From green space to boat ramps, splashpads, playgrounds and urban gardens the Land and Water Conservation Fund has helped parks departments across the country purchase and improve outdoor recreation space in every congressional district in every state. Now is the time to learn more about the Land and Water Conservation Fund and about some easy steps to ensure that this program continues.
What Is the Land and Water Conservation Fund?
The Land and Water Conservation Fund (LWCF) provides financial resources for federal and local recreation projects from the revenue generated from oil and gas leases on federal land. On the federal side, this money is used for land acquisition and is largely responsible for the expansion of trails, parks and other recreation spaces. The portion of the fund that is most important to NRPA members, however, is the State and Local Assistance Grants, or stateside grants, which have provided $3.6 billion in federal funds to every state, territory and the District of Columbia.
The stateside grants begin with states engaging both their residents and state leaders to determine their outdoor recreation assets and needs, and their priorities and goals for increasing outdoor recreation. Based on these goals, states allocate the money received each year from the federal government to state projects, and funding projects at the local park and recreation level. The allocation that a state receives is based on a formula that uses state population as the largest determining factor.
Deadlines, criteria and selection vary slightly from state to state, but one major requirement for projects is that the funding must be matched at a 1:1 level by local funding.
Within LWCF, there is also a grant program that specifically targets more urban areas. The Outdoor Recreation Legacy Partnership (ORLP), created in 2014, is a fund that is distributed through a nationally competitive program to cities with more than 50,000 people. ORLP grants are larger in size than the standard stateside grants and are designed to go to economically disadvantaged urban areas where opportunities for outdoor recreation are limited, but they also require the local dollar-for-dollar funding match. This program has been successful in connecting underserved communities to nature in our most urban areas.

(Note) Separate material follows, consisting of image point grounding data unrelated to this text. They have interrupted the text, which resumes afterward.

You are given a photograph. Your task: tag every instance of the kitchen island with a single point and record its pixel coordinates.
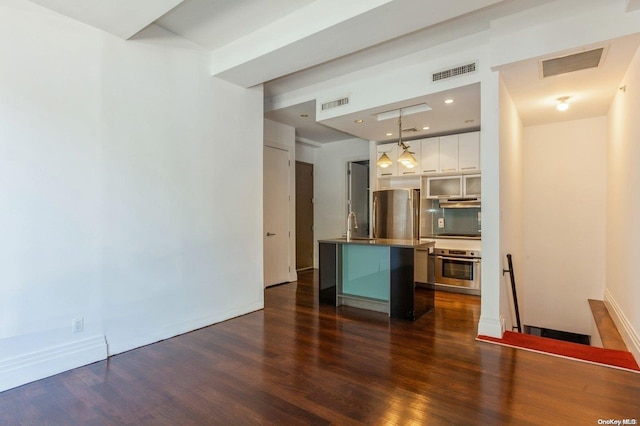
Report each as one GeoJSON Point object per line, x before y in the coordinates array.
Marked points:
{"type": "Point", "coordinates": [375, 274]}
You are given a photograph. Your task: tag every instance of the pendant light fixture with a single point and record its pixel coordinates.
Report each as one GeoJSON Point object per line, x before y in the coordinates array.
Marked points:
{"type": "Point", "coordinates": [406, 158]}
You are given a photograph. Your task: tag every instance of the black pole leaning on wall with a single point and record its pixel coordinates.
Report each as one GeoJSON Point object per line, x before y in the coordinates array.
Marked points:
{"type": "Point", "coordinates": [513, 291]}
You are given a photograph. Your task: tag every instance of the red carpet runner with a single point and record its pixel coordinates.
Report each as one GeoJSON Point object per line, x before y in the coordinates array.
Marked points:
{"type": "Point", "coordinates": [607, 357]}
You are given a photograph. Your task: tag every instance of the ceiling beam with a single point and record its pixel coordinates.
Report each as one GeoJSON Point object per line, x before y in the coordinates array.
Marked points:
{"type": "Point", "coordinates": [122, 18]}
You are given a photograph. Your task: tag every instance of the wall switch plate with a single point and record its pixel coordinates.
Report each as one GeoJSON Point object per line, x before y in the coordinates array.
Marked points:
{"type": "Point", "coordinates": [77, 325]}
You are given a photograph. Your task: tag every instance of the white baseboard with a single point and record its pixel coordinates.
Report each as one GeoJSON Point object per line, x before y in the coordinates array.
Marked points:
{"type": "Point", "coordinates": [629, 335]}
{"type": "Point", "coordinates": [492, 327]}
{"type": "Point", "coordinates": [47, 362]}
{"type": "Point", "coordinates": [119, 344]}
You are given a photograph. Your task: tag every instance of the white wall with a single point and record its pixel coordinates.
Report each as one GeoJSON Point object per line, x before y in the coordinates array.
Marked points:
{"type": "Point", "coordinates": [305, 153]}
{"type": "Point", "coordinates": [112, 207]}
{"type": "Point", "coordinates": [511, 204]}
{"type": "Point", "coordinates": [622, 293]}
{"type": "Point", "coordinates": [330, 186]}
{"type": "Point", "coordinates": [564, 185]}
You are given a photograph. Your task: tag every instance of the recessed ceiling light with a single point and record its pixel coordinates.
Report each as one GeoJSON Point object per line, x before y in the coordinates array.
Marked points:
{"type": "Point", "coordinates": [562, 103]}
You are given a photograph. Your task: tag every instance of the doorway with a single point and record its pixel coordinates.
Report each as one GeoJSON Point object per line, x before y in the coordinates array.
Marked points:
{"type": "Point", "coordinates": [304, 216]}
{"type": "Point", "coordinates": [276, 216]}
{"type": "Point", "coordinates": [358, 195]}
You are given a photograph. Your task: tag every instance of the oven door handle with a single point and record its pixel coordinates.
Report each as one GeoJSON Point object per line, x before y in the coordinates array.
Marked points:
{"type": "Point", "coordinates": [459, 259]}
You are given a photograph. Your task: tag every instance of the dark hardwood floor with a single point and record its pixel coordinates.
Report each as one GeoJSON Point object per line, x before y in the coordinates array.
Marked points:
{"type": "Point", "coordinates": [299, 363]}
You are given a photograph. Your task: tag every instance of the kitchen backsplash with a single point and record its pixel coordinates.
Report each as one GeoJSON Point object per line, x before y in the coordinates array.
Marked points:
{"type": "Point", "coordinates": [436, 221]}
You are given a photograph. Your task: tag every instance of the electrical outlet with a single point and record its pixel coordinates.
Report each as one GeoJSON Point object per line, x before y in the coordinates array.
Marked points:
{"type": "Point", "coordinates": [77, 325]}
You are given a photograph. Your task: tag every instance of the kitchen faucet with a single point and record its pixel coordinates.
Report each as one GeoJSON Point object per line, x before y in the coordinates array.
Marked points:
{"type": "Point", "coordinates": [355, 224]}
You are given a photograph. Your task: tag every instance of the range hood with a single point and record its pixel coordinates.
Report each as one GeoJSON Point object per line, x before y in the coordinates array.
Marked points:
{"type": "Point", "coordinates": [459, 203]}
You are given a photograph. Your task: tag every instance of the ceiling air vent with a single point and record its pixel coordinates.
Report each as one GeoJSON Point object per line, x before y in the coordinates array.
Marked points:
{"type": "Point", "coordinates": [336, 103]}
{"type": "Point", "coordinates": [454, 72]}
{"type": "Point", "coordinates": [571, 63]}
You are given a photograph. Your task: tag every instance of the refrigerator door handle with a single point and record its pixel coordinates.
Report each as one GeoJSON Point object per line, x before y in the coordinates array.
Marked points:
{"type": "Point", "coordinates": [373, 218]}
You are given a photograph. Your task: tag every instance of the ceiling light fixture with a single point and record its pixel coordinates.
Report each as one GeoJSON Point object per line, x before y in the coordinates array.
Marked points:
{"type": "Point", "coordinates": [406, 158]}
{"type": "Point", "coordinates": [562, 103]}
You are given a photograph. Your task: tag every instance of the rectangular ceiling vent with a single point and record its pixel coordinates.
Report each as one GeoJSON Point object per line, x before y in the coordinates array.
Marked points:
{"type": "Point", "coordinates": [454, 72]}
{"type": "Point", "coordinates": [336, 103]}
{"type": "Point", "coordinates": [571, 63]}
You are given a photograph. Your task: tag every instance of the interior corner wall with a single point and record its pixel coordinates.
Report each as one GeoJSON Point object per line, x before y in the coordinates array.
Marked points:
{"type": "Point", "coordinates": [305, 153]}
{"type": "Point", "coordinates": [564, 166]}
{"type": "Point", "coordinates": [330, 186]}
{"type": "Point", "coordinates": [111, 209]}
{"type": "Point", "coordinates": [511, 204]}
{"type": "Point", "coordinates": [622, 291]}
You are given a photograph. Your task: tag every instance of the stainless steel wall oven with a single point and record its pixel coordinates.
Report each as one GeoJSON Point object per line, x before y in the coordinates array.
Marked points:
{"type": "Point", "coordinates": [456, 270]}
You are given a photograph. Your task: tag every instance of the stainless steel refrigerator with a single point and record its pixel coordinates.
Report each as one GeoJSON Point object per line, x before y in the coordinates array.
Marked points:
{"type": "Point", "coordinates": [396, 213]}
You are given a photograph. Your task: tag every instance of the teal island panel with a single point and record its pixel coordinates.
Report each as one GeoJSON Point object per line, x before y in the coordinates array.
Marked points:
{"type": "Point", "coordinates": [366, 271]}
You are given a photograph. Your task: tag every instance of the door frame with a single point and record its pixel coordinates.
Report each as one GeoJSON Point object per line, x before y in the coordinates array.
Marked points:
{"type": "Point", "coordinates": [293, 276]}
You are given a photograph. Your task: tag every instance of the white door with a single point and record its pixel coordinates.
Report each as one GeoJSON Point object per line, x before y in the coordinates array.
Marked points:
{"type": "Point", "coordinates": [276, 216]}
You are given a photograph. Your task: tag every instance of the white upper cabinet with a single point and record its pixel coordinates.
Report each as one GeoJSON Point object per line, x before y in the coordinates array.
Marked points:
{"type": "Point", "coordinates": [391, 149]}
{"type": "Point", "coordinates": [430, 155]}
{"type": "Point", "coordinates": [469, 151]}
{"type": "Point", "coordinates": [444, 155]}
{"type": "Point", "coordinates": [449, 153]}
{"type": "Point", "coordinates": [415, 149]}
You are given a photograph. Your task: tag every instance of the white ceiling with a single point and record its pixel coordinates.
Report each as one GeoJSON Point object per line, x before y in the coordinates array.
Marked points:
{"type": "Point", "coordinates": [268, 41]}
{"type": "Point", "coordinates": [590, 91]}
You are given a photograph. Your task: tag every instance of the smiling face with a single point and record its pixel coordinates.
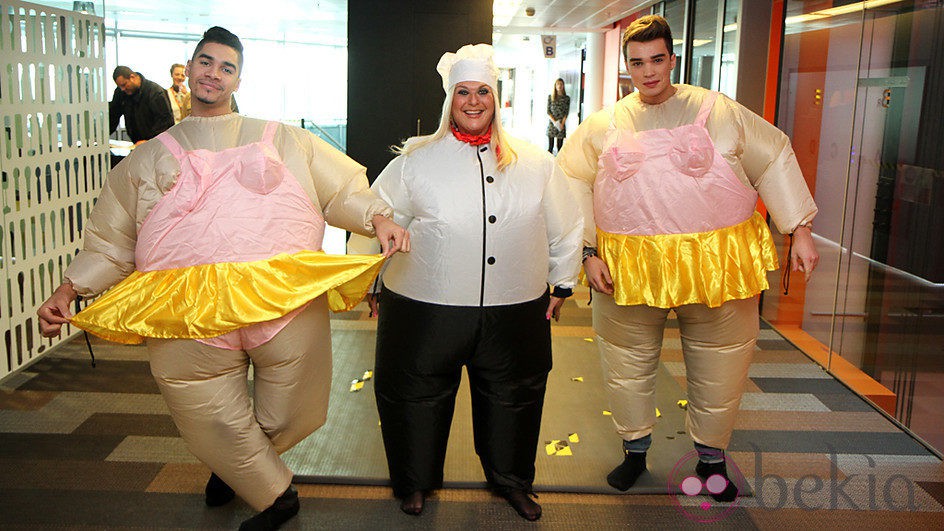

What Is Happening with LWCF?
LWCF is politically popular, doesn’t use taxpayer money and is distributed to every state in the country, so it appears to be a no-brainer of a program, and, to some extent, it is. In the past several years, the program has seen increased federal appropriations due, in no small part, to the advocacy work of NRPA members. It was authorized in 1964, and, during the more than 50 years of its existence, has received broad bipartisan support. NRPA supports its permanent reauthorization, but, recently, Congress has insisted on more short-term reauthorization bills. Three years ago, Congress passed the current program authorization, but it expires September 30, 2018, the end of this federal fiscal year. While both the House and Senate have made progress toward reauthorization, that deadline will soon be here.
The House of Representatives has a piece of legislation (H.R. 502) that currently has 227 cosponsors, more than half of the House of Representatives. While it’s encouraging that many members support of the LWCF, it hasn’t been given a vote in either the House Natural Resources Committee or before the full House of Representatives.
Compromise legislation, contained in the Energy and Natural Resources Act of 2017 (S. 1460), cleared the Committee on Energy and Natural Resources but hasn’t received time for consideration by the full Senate. The Senate has been toying with the idea of bringing an energy bill to the Senate floor for consideration, and this is a great opportunity to extend LWCF for years to come. While it becomes more challenging to get money for the program from Congress, anyone who relies on LWCF funding can take some comfort in knowing that if its authorization expires, the program does not cease to exist when the authorization expires, come October 1.
What Can You Do?
It is imperative that Congress hear from the users of the LWCF about the importance of this program, specifically of the stateside grants. Public pressure needs to be applied to get the LWCF considered by both the House and Senate. One of the easiest ways to do that is by letting your member of Congress know about the parks in your community that have been funded through the LWCF.
NRPA’s public policy team can work with you to invite those members of Congress to visit your park over the summer. Our Park Champion program makes it easy to invite your local legislators. If you have received funding over the past few years for a park that’s hosting a groundbreaking, ribbon cutting or other event, let us help you bring it to the attention of your members of Congress.
The LWCF ensures that land for recreation will be around for future generations to enjoy. The public policy team looks forward to working with you to ensure its continued success.